Some countries are taking legal steps to discourage children and their parents from buying unhealthy foods: Chile and Mexico both recently implemented a tax on sugary drinks, and this week Singapore announced plans to become the world's first country to ban ads for such beverages.
The most important opportunity to prevent childhood obesity is within the first thousand days after birth, says Sara Benjamin-Neelon, a child nutrition researcher at the Johns Hopkins Bloomberg School of Public Health. During that time, mothers should breastfeed as much as possible and especially avoid unhealthy food during an infant's transition to solid foods, a formative time for a child's metabolism.
Jaacks says researchers are also worried that poor households that currently don't have easy access to unhealthy foods may face increased risk as their countries' economic fortunes rise.
"In poor countries it's still the richer people who are more likely to be obese, but at a certain point in a country's development that reverses," she says. "So in five or ten years, the same people who are today suffering from undernutrition may be experiencing obesity. We want to get ahead of that curve."
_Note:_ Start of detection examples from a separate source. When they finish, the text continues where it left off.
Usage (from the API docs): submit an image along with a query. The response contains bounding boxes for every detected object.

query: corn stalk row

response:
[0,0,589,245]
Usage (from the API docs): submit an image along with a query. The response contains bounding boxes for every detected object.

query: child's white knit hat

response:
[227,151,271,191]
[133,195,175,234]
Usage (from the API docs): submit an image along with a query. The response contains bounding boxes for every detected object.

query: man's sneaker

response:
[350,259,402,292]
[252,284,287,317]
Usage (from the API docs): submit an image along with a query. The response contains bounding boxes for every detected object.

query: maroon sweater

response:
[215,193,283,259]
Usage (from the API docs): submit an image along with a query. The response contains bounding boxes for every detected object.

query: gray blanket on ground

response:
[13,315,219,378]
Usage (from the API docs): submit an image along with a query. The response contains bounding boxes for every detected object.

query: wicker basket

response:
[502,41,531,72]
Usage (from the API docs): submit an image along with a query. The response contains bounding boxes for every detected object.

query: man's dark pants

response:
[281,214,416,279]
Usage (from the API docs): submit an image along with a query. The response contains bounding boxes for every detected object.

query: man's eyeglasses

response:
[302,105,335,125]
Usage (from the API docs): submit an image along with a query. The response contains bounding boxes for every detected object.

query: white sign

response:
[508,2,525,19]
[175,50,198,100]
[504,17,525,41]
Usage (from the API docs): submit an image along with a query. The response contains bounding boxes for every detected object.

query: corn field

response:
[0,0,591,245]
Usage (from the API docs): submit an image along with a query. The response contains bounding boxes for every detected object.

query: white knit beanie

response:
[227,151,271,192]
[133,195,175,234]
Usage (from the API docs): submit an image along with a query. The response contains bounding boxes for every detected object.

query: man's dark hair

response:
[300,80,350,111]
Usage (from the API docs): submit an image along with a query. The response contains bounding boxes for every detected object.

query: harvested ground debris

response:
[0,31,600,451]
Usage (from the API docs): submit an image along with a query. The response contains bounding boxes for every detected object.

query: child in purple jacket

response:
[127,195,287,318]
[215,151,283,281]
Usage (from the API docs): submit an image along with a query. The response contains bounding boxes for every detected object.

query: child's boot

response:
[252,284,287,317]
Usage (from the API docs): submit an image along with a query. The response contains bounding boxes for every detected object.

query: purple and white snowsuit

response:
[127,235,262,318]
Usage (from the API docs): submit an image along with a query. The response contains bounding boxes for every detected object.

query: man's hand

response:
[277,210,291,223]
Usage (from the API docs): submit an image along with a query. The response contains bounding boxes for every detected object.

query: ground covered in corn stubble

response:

In the meantime, the problem is likely to worsen — a separate study this month by the World Obesity Federation, a nonprofit coalition of nutrition research organizations, projected the number of obese children worldwide to grow by 100 million by 2030.
Fighting childhood overweight and undernutrition will require a combination of consumer education, government regulation of food labels and better food options in schools, Chandy says.
"What we have here is a problem that's the result of some success," he says. "Poverty levels have reduced enough that people have agency about what to buy, but then they have to make the right choices under various constraints, including markets which provide a limited choice of food with poor nutritional quality."